The present deprotection of 2,4-DMPM ether (1d) should proceed via the FeCl3-catalyzed self-assembling mechanism (Chart 3). The electron-rich aromatic ring of 1d attacked the benzylic position of another substrate (1d) activated by FeCl3 to give the deprotected alcohol (2a) and a corresponding dimer (4). The repeated similar intermolecular nucleophilic attacks continue until the formation of the tetramer (5), which undergoes the intramolecular annulation to give the hardly-soluble 3d accompanied by the complete deprotection. Alternatively, the homo-coupling of the dimer (4) can also directly produce the tetramer (5).

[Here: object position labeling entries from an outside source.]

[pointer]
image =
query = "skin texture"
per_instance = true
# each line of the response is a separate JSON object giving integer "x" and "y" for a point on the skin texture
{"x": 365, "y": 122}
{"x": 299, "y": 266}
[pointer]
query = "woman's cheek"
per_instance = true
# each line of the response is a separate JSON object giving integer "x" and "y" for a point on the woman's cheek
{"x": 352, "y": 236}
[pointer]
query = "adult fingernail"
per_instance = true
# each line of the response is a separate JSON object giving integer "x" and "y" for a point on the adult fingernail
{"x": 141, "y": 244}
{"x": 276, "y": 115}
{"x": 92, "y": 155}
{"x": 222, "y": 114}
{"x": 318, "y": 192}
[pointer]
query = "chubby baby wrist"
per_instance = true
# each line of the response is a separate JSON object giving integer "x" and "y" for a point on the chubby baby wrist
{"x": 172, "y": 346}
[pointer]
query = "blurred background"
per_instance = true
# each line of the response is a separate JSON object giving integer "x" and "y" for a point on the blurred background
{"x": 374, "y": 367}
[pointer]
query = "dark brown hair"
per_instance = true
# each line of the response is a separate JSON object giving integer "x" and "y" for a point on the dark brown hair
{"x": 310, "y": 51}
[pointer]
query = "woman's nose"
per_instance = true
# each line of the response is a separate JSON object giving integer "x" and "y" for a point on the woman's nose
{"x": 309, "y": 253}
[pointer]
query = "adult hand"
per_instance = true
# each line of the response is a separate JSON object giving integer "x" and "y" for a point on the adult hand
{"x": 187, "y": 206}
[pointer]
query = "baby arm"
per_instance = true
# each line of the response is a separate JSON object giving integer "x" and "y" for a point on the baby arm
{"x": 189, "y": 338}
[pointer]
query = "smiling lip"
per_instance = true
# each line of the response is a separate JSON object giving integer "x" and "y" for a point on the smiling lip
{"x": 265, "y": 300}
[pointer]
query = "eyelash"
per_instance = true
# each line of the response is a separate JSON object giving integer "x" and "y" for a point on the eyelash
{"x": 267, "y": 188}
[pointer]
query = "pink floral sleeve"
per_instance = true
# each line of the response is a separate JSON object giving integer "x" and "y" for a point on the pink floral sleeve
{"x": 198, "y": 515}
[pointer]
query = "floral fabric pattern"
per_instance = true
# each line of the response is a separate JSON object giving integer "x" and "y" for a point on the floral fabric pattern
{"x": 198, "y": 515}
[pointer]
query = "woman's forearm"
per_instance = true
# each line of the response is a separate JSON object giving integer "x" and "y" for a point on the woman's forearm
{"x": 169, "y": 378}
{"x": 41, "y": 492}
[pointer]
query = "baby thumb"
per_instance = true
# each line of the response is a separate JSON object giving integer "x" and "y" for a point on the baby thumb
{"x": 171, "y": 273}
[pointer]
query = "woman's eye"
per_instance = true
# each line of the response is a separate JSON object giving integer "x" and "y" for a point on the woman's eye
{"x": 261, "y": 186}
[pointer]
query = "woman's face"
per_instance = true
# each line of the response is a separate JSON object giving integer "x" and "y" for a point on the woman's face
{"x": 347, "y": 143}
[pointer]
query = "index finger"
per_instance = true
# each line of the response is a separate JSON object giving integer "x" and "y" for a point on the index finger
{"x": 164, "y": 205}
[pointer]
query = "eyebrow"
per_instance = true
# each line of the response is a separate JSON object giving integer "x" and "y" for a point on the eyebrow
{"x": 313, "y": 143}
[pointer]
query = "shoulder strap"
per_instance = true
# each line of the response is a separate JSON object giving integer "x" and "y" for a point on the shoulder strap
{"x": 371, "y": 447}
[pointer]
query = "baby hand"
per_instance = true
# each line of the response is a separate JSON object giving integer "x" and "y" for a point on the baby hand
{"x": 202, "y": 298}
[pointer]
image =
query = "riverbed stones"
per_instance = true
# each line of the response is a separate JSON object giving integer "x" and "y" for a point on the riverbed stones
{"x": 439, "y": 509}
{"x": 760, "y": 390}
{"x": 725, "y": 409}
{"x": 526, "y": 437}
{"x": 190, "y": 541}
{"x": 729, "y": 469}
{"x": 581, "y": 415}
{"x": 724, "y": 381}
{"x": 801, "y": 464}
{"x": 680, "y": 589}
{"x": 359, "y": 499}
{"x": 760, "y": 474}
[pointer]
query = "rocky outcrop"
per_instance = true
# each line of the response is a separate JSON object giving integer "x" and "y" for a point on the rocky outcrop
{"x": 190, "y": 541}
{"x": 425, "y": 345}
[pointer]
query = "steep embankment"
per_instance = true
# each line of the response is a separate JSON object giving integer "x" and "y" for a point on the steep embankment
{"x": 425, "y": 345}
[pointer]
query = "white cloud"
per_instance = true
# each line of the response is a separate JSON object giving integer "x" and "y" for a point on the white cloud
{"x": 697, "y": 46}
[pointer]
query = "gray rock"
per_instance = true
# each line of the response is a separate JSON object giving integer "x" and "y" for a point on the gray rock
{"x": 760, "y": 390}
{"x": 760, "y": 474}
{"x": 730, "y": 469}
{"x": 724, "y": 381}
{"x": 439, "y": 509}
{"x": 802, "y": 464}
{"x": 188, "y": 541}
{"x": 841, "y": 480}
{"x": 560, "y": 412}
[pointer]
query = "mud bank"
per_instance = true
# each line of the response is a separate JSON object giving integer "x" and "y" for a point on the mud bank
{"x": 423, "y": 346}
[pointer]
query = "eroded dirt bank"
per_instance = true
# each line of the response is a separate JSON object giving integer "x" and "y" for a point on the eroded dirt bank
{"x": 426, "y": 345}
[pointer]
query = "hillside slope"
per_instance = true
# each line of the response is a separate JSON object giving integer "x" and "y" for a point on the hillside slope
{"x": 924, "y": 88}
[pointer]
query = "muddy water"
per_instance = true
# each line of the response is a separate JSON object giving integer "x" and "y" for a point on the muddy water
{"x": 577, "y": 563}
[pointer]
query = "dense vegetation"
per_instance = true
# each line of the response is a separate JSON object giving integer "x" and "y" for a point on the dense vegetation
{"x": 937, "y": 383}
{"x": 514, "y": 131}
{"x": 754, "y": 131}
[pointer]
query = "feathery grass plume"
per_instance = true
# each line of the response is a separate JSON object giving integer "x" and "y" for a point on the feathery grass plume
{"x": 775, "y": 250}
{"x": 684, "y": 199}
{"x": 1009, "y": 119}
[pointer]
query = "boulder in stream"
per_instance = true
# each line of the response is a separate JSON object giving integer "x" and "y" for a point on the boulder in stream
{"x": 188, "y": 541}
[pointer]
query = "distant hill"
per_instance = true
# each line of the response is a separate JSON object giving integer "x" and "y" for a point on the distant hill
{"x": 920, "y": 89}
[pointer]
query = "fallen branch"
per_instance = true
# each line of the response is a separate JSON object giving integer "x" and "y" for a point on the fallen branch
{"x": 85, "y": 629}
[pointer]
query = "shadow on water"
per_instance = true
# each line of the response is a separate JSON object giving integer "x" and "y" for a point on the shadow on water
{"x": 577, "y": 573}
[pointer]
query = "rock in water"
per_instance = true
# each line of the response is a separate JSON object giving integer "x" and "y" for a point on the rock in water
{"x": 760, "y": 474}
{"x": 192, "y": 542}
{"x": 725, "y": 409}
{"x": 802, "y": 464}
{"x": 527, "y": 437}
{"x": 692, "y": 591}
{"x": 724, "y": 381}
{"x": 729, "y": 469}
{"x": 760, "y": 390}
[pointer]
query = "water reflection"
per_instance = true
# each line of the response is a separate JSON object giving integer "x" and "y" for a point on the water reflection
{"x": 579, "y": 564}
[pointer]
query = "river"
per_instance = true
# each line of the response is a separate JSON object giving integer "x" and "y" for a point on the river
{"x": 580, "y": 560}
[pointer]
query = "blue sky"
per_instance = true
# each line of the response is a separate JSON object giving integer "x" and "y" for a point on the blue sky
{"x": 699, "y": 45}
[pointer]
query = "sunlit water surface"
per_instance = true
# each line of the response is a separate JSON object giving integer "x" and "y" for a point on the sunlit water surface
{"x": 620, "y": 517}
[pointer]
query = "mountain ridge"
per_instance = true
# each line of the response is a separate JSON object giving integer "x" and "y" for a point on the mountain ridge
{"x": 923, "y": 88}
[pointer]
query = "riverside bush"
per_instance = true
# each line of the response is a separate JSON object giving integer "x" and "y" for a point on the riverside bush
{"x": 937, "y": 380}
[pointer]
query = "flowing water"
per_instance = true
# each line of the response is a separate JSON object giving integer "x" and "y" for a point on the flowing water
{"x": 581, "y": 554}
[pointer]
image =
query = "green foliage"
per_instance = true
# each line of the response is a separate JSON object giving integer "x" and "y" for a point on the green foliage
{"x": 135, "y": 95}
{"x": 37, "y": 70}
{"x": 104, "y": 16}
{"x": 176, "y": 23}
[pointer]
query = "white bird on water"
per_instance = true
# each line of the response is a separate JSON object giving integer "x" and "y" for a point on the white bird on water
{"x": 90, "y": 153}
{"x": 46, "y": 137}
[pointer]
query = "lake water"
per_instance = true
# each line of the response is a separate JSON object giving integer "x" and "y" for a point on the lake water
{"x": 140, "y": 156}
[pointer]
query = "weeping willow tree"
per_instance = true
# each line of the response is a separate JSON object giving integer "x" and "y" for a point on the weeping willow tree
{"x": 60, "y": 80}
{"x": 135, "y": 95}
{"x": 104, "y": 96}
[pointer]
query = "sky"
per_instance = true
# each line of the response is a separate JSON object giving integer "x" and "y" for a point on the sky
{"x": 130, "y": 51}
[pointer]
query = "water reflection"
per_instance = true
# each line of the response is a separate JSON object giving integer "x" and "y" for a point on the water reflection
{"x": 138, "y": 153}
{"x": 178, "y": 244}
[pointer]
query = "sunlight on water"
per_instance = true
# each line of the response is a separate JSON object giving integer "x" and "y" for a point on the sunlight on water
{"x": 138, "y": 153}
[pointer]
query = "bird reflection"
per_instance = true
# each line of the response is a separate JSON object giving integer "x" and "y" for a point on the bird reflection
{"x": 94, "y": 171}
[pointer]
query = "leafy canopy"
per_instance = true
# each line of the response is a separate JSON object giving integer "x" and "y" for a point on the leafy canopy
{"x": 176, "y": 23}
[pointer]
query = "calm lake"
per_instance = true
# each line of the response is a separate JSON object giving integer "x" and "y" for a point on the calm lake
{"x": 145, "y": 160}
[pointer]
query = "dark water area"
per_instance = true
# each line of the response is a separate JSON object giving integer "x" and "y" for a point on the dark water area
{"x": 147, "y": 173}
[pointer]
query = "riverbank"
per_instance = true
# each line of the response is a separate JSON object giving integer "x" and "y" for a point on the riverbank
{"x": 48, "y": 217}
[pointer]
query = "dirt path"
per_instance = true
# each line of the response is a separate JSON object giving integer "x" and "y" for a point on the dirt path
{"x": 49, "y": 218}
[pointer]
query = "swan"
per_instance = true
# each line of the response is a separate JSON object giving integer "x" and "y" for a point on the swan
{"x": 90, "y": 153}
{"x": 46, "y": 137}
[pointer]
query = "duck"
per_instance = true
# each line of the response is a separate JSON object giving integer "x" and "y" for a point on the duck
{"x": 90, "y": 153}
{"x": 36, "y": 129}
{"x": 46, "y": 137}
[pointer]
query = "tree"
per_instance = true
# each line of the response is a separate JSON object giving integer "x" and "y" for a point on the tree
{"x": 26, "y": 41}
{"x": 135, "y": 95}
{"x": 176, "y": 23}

Chart 3. Proposed Reaction Mechanism of Deprotection of 2,4-DMPM Ether
The green and self-cleaving deprotection method of the 2,4-DMPM ether (1d) without the silica-gel column chromatography purification could be accomplished using other Lewis acids (e.g., AuCl3,36–38) trimethylsilyl trifluoromethanesulfonate (TMSOTf), BF3·Et2O) instead of FeCl3 in CH2Cl2 to produce the deprotected 1-decanol (2a) in high yields within 5 min (Table 1, entries 1–4). On the other hand, Brønsted acids, such as trifluoroacetic acid (TFA) and AcOH, were insufficient and most of the starting material (1d) remained unchanged. CH2Cl2 or CH3CN was found to be an adequate solvent (Table 1, entries 1, 10), while the use of n-hexane, THF or toluene gave the desired deprotected alcohol (2a) in a relatively low yield (entries 7–9).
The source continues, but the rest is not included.